Arkadaşı 27 yaşındaki Aslıhan Akhan da Haliç Üniversitesi Aşçılık Bölümü mezunu... Sözü, Arda’nın bıraktığı yerden alıyor. “Bir bardak çay olmuş 15 lira. Çaya 15 lira vereceğime biraya 45 lira veririm daha iyi. Bari bir saatliğine bile olsa hayat pahalılığını unuturum” diyor gülerek. Hızını alamıyor, “İki gün önce bir mekana gittim. Kokteyl 160 liraydı. Dün akşam aynı yere gittim, 200 lira olmuş” diye devam ediyor.
“Biliyorsun, içkilerdeki vergi oranı çok yüksek” der demez, “Bilmez miyim, verginin mürekkebi hâlâ damağımda” diyor kahkaha atarak, hepimizi güldürüyor.

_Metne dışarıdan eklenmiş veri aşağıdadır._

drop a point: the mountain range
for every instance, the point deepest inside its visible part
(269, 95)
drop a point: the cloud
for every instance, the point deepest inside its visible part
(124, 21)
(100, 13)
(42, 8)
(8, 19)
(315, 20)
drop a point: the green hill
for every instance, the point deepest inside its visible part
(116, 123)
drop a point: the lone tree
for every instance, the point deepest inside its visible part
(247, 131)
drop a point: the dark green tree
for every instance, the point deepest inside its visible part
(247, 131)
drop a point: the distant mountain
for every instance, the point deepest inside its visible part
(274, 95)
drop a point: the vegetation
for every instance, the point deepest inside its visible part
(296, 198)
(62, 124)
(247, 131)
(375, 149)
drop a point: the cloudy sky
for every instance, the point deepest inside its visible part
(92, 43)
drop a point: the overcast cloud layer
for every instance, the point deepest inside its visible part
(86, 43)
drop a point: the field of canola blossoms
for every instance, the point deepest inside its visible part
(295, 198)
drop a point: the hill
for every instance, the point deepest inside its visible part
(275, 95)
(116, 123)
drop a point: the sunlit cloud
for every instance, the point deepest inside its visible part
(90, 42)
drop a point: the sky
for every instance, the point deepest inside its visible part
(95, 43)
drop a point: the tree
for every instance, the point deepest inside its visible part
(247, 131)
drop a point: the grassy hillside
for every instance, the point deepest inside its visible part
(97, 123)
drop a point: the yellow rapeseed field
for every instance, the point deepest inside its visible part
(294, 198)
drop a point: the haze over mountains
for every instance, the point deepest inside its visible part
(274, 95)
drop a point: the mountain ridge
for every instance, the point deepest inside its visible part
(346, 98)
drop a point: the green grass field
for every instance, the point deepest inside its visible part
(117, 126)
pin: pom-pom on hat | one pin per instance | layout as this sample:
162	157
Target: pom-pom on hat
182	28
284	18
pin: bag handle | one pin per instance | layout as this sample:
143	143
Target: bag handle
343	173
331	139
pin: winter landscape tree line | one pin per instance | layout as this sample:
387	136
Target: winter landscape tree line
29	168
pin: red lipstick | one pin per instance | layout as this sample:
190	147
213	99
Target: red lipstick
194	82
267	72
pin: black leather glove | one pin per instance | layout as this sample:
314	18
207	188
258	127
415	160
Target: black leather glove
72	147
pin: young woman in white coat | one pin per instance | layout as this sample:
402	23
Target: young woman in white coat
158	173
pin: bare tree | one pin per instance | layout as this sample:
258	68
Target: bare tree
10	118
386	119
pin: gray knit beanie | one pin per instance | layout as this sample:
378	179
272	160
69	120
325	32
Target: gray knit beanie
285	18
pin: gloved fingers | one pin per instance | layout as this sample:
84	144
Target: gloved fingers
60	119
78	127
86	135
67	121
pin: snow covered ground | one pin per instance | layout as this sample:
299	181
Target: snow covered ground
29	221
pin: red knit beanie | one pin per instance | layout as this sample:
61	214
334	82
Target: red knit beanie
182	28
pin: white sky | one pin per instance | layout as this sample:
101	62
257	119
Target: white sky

Aslıhan da 7.500 TL maaş alıyormuş. Ailesiyle yaşıyor, maaşını tek başına harcıyor. Ailesine destek vermiyor ama ay ortası gelmeden onlardan destek peşine düşüyor! Aslıhan gördüğüm en neşeli gençlerden biri... Bir o kadar da güzel. Fotoğrafını görmenizi çok isterdim ama ne dersem diyeyim ikna edemedim. İki arkadaşı baş başa bırakıp aynı mekanda başka bir masaya yanaşıyorum. 20’li yaşlarının ortalarındaki bir gence “Enflasyon” der demez ben, “İlk fırsatta bu ülkeden kaçacağım. En uzağa, en özgürüne... Mümkünse Kanada’ya” oluyor cevabı. İsmini vermiyor, öyle çok muhabbet etmeye de niyetli değil. Fena da içmemiş gibi, şimdiden Kanada’ya uçtu bile!